It's just a light weight replacement, but at the moment the DLL appears to be missing an export that the vanilla EXE looks for? I'll get that figured out once I get it operational.
Before you get too anxious, we haven't decided on terms of release yet, as we'd like to release our (likely commercial) game before we hand over the fire to everyone. It may be more of a small (per project license) release until that time. That said, we've always been willing to reward those who can impress us, so if a person or project does that, we'd be happy to back them
And we may release the "core only" replacement DLL early, that is, one that doesn't expose new features but should increase overall performance significantly.
TL;DR? We don't know exactly what/when/how we're going to do with this yet.
As for the editor, it's not exactly a custom editor. Well, more accurately, not *entirely* custom. Found an open source Chinese project that had a lot of nice features, and half worked. So I grabbed source, translated it, and have been making improvements ever since. The layout is FAR superior to vanilla (and actually, about any other program I personally use). As for the reason, there are 3. First, it already had manual map tile layering, akin to XP's. This is a must for my mapping needs, as I'm using taller characters than the single-tile VX Ace default, and the single tile smart tiles really don't lend themselves to this style. Second, this editor uses an epic setup for database tab configs, letting me expand and even add new tabs in a mere minute or two. And third, is because the project in progress here is going to be rather intensive in several ways, having the ability to make changes wherever they are most convenient to use, whether that's the EXE, the DLL, the data structure, or the editor is a very nice ability to have.
Update: The graphics class is coming along, painfully. I have it rendering and processing Windows messages (WM_CLOSE, etc) smoothly now. I feel silly for not having known how to swap buffers without glut (or another API such as Allegro). Spent HOURS scouring GL docs for how to do it, before I figured out its a Windows API and not a GL one that handles it, lol. Soon as Graphics is done, Bitmap is up next. And of course, I didn't bother to include the limitation on resolution - moreover, I've added Graphics.set_resolution - this is noteably different from resize_screen, in that it sets the resolution the game is rendered at without resizing the screen. So you can call resize_screen to get your desired window size, immediately followed by set_resolution to set the render size. It will be scaled using GL_NEAREST (a fairly pixel-art-friendly filter).
Have a test render.
Currently tacked into Graphics.update in place of actual viewport/sprite/plane rendering (for the moment).

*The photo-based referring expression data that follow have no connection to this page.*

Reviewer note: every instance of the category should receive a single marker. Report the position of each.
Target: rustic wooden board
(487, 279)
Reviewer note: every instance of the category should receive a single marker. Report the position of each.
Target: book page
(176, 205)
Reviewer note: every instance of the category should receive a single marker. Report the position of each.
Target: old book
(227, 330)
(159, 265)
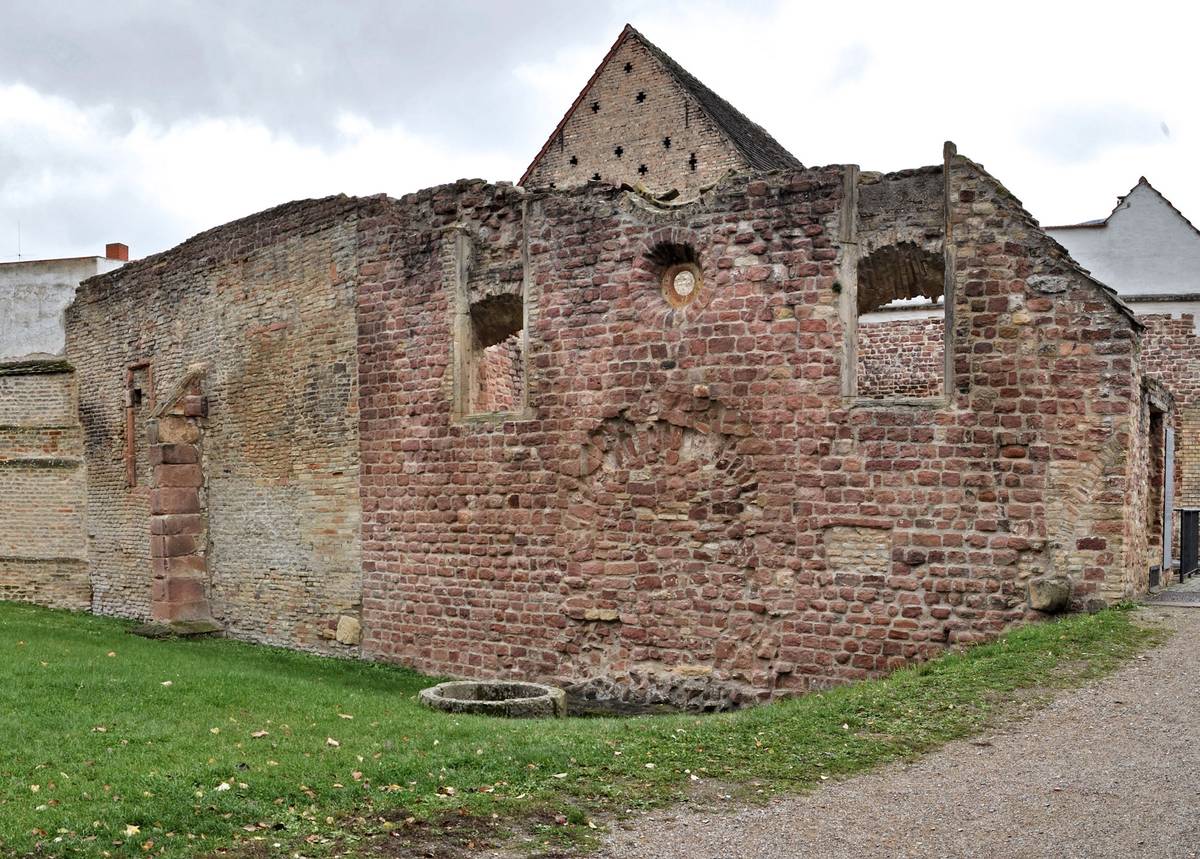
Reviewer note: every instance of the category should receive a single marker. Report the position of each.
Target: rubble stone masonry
(1173, 355)
(676, 494)
(268, 305)
(689, 504)
(42, 553)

If you see an issue with the blue corner, it's a color profile issue, and does not affect the actual game, only screenshots of it.
Edit: Before anyone complains about my CCW winding (lol), I had been having some issues with rendering and had reversed it for testing purposes. All drawing will be done CW when applicable (though sprite renders will likely be reversible, with backface culling off, to emulate GDI behaviour).